Auch der Gartenſänger duldet innerhalb ſeines Gebietes kein zweites Paar der gleichen Art.
Zwei Männchen, welche neben einander wohnen, eifern ſich gegenſeitig nicht blos zum Geſange an
ſondern raufen ſich auch ſehr häufig. „Es darf ſich‟, ſagt Naumann, „kein anderer ſeiner Art
blicken laſſen; er wird ſogleich mit grimmigen Biſſen verfolgt und ſofort wieder aus dem Revier
gejagt. Der Eindringling widerſetzt ſich aber meiſtens, und dann gibt es heftige Schlägereien, ſo daß
man nicht ſelten ein Paar ſolcher Zänker, welche ſich gepackt haben, im Streit zur Erde herabpurzeln,
hierüber dann aber gewöhnlich erſchreckt, plötzlich aus einander fahren, und nun einen Jeden ſeinem
Standort zueilen ſieht.

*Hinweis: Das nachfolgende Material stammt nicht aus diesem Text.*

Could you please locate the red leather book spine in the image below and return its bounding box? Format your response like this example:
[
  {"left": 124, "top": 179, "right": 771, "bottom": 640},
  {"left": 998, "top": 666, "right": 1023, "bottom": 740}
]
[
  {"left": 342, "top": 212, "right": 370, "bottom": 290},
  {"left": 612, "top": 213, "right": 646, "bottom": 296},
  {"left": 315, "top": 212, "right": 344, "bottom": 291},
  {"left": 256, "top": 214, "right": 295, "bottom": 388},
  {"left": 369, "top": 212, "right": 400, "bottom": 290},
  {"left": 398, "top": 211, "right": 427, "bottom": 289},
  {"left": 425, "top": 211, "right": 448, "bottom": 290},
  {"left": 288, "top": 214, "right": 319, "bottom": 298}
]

Auch andere Vögel, welche um ſie wohnen, necken und jagen ſie gern.‟

Die Hauptnahrung des Gartenſängers beſteht aus Käferchen und andern kleinen fliegenden
Kerbthieren, welche von den Blättern abgeleſen oder aus der Luft weggefangen werden. Deshalb
ſieht man ihn auch häufig in den Baumkronen umherflattern oder ſelbſt über die ſchützenden Zweige
hinausflattern. Hier und da macht ſich der ſonſt nur nützliche Vogel als Bienenräuber verhaßt.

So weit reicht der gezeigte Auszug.